A desvalorização do rublo trouxe à memória a crise de 1998, quando a moeda perdeu dois terços do valor em menos de um mês, a inflação chegou a 85% no ano seguinte e o dinheiro ficou preso nos bancos. Apavorados com a possibilidade de um repeteco, os russos foram aos bancos sacar dinheiro, comprar dólares e euros ou qualquer coisa que parecesse perder menos valor do que sua moeda.

Tudo virou “reserva de valor” no país. A gigante de eletrônicos Apple chegou a suspender as vendas em seu site, assim como a varejista sueca de móveis Ikea, que teve suas lojas tomadas por consumidores ensandecidos. Tornaram-se comuns em Moscou histórias de pessoas que compraram meia dúzia de TVs e até carros.

Num shopping instalado na Praça Vermelha, o desespero no fim de dezembro era para torrar os rublos nos últimos presentes para o Natal russo, comemorado no dia 7 de janeiro. “Chegamos a ter filas para entrar na loja, e as bolsas esgotaram-se. Nunca vi nada parecido em oito anos trabalhando aqui”, disse Viktoria Bolotina, vendedora da marca francesa Dior, cujas bolsas custam até 7 000 dólares.

A Rússia, que teve a segunda maior economia do mundo por quase metade do século 20, é um daqueles países em que viver sem crise virou quase exceção.

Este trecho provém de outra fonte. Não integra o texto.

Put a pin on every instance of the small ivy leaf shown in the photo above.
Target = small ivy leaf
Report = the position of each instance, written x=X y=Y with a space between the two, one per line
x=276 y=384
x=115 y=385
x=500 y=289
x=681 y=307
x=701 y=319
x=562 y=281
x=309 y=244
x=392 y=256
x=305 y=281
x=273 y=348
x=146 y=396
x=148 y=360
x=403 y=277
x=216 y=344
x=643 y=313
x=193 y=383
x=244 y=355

Nos anos que sucederam a queda do regime comunista, o PIB russo caiu pela metade. Em 1998, o governo quebrou e deu calote em sua dívida. O início dos anos 2000, que coincidem com a chegada de Putin ao poder, trouxe bons ventos, com a valorização de commodities como o petróleo — fenômeno que também ajudou a economia brasileira.

Em 2008, no entanto, no rastro da crise financeira global, bancos russos quebraram, e o PIB encolheu 8% no ano seguinte. Se a atual crise vai se equiparar às anteriores, ainda é incerto. O que se sabe é que ela coloca em xeque o modelo econômico e político do presidente Putin.

A atual crise é consequência de uma combinação de dois fatores de responsabilidade direta do governo russo. O primeiro está ligado à dependência em relação ao petróleo — que aumentou na última década. Atualmente, um terço do PIB russo depende do petróleo, que também responde por 70% das exportações.

Criticado por ter feito pouco para diversificar a economia em seus 14 anos de governo, Putin agora sofre as consequências. As receitas do governo com petróleo, que chegaram a 250 bilhões de dólares em 2013 (com o barril acima de 100 dólares), podem cair para 140 bilhões em 2015.

Em janeiro, o preço do barril caiu abaixo dos 50 dólares. “O modelo de crescimento russo está claramente esgotado,” afirma Leonid Grigoryev, conselheiro-chefe do centro de análises econômicas do governo.

Sanções financeiras

O outro fator se deve a decisões geopolíticas de Putin. Em represália ao apoio russo aos rebeldes do leste da Ucrânia e à anexação da Crimeia em março de 2014, os Estados Unidos e a União Europeia iniciaram uma série de sanções financeiras ao país. Primeiro bloquearam os bens de aliados de Putin no exterior e, em seguida, proibiram bancos ocidentais de conceder empréstimos a instituições russas.

O efeito dessas medidas demorou, mas bateu forte. Em dezembro, empresas russas, como a petroleira estatal Rosneft, tinham um volume incomum de quase 20 bilhões de dólares em dívidas a vencer. Em condições normais, essas companhias teriam se refinanciado, e o problema seria empurrado para a frente.

Mas, com as torneiras dos bancos internacionais fechadas, tiveram de comprar dólares no mercado para pagar as dívidas, fazendo a demanda pela moeda estrangeira disparar e o rublo despencar. “Os dois fatores aconteceram juntos e no pior momento possível para a Rússia”, diz Oleg Kouzmin, economista do Renaissance Capital, banco de investimentos de Moscou.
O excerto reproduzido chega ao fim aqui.